When we talk about goals, it is important for us to all be on the same page of understanding what a goal actually is. A goal is something that we make progress toward. Goals vary a ton based on what we’re trying to accomplish, how much time it will take, and how big or small of a goal it is. However, when we make goals, it is best to follow SMART goal protocol.
What are SMART goals?
SMART goals are an acronym, which guide what we should look for when making a goal:
S - Specific
The more specific a goal is, the more able we are to work on it and progress toward its completion.
Example: The goal “get in shape” is not specific at all. What does it mean to get in shape? How do you when are in shape? A more specific goal may be “to lose weight”. This is something that is more specific and gives room to expand upon.
M - Measurable
The second criteria for a goal is that it has to be measurable. If we can’t measure our progress, how can we tell if we’ve achieved anything? When creating a goal, figure out how you can measure its progress.
Example: For our goal “to lose weight”, we can make this measurable by adding “lose ten pounds”. By adding a set number of pounds we want to lose, we can track our progress toward our goal by weighing ourselves.
A - Achievable
The next criteria is that goals have to be achievable. When you’re creating a goal, check and see whether this goal is something that is achievable at all and whether it is something that you can realistically achieve right now. If your goal is huge, break it down a little. Start small. Several smaller goals are typically much more realistic to achieve than one giant goal.
Example: For our goal, losing ten pounds is typically a realistic amount. Losing 100 pounds is a lot bigger of a feat. Losing 100 pounds is an example of a great end goal for some of us. However, break that goal down into more achievable amounts--like ten pounds at a time. Having to lose 100 pounds may feel impossible, but losing 10 pounds 10 times is a bit more manageable.
R - Relevant
In order to achieve what we want, our goals have to be relevant. When we’re making a goal, sometimes it can be easy to lose sight of what we’re hoping to accomplish in the first place because we get lost in our goal.
Example: Let’s look back on our first goal: “to lose weight”. If losing weight is our plan, having the goal of losing ten pounds is very relevant. However, if our primary goal was to improve our health and fitness losing ten pounds may not be the most relevant goal for some of us, depending on what activity we are doing and what our body composition is like at the start. Our goal of losing 10 pounds would be completely irrelevant if our intention is to gain weight, or do something completely different, like improve our math test grades. The takeaway--make sure your specific goal is in line with what you’re hoping to achieve.
T - Time-specific
The last criteria for a goal is that it must be time-specific, meaning we plan to achieve it within a set time. Having a deadline for our goals helps to keep ourselves accountable and to stay on track with progress.

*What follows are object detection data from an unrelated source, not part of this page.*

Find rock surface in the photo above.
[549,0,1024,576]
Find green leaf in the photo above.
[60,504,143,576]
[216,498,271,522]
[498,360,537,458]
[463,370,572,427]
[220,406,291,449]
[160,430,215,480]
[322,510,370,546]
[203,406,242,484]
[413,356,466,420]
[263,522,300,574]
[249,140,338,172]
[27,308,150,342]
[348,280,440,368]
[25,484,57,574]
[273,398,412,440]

Example: The goal: “to lose 10 pounds” needs a deadline. Without it, how can we ever achieve the goal? Do we achieve our goal if we lose ten pounds in ten years, what about thirty years? When adding a deadline, also keep in mind how achievable it is. Losing 10 pounds in a week? Not so achievable? Losing 10 pounds in 10 weeks? Much more achievable!
How to Accomplish Your Goals
As you can see, goals help us to stay focused on what we achieve. When we follow SMART goal criteria, we are able to improve our chances of achieving the goal, and we can continue achieving from there. SMART goal criteria can be applied to any goal, whether it be personal, professional, physical, mental, financial, or whatever other goals you may have. Look over your current goals and see which of the SMART goal criteria you are fulfilling and which you can improve upon. Make those changes as needed as see how you progress.